I hate to admit that I didn't take it to lost and found.  

I had my saliva gland biopsy today.  My lip is miserable!  The stitch came out before we even got home.  The Dr told me today that I have four of five markers for Sjogren's Syndrome.  I am praying for the biopsy to rule the other 4 out.

Have to pack for our journey home.  Sure do miss our place; our chicks, Cadence, Chelsea, and our girls... 

It has sure been great staying and visiting with a friend from ELEMENTARY school.  Can you believe we have stayed friends all those years? More on that later, too.

Later gator!

Wednesday, April 2, 2014

"Not an April Fool's Joke."

Steph called last night and the first thing she said was:

"Mom, this is not an April Fool's joke, Ella is gone."

And so it is - another chickie is gone.

Ms Ella won't be entertaining us any more.   :-(

She was my favorite chickie because she was attached to me and so friendly.  We don't know what happened to her, just that Stephenie found her dead outside.  Maybe she didn't make it in before the automatic door closed at night - or maybe a dog got her during the day.

Whatever happened to Ella, the end result was the same - she is gone.  Another sad day for this chickie mom.

Ella, I am gonna miss you girlie!  I think Chelsea and Cadence will miss you, too.
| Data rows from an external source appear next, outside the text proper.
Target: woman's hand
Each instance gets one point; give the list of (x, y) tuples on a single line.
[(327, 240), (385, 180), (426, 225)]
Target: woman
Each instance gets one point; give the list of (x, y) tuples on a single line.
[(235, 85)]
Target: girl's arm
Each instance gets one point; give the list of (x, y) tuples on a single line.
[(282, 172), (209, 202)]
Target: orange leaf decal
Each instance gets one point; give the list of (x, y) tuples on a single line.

I've never seen a chicken that loved dogs and horses like you did!

I wish you were cuddled up to your kid just taking a nap again.

Rest in peace Ms Ella, Yes, I will miss your curious little self; always being the first in the to race to greet me, walking through the yard by my side to check things out, being our 'Mikey' and trying anything treat I tossed your way, and mostly for being my feathered, faithful friend.

Tuesday, April 1, 2014

Tearless Day

Today I went in for my Sjogren's Syndrome testing - this is where they tested me to see if I made tears.  Wanna see how it is done?

Yes, those are strips of paper they stuck ONto my eyeBALLS to see how many tears I made in 5 minutes.

One eye failed the test, one eye was a bit better.  They did this two times - to just confirm, ya know?

Not!  Fun!

Since the criteria was not definite, I go back for a lip biopsy on Thursday, but it is possible that I do have Sjogren's.

In other news, I was officially accepted to the NIH study today.  I do fit all of the criteria for Idiopathic CD4+ Lymphocytopenia.  

This news is bittersweet;  I am sad that this blood disorder is officially a part of me, but I am thrilled to have a TEAM of wonderful Drs and nurses helping me whittle through the muck that comes with it - even if it is a half a country away.

I can look on the bright side - it is not half a WORLD away, right?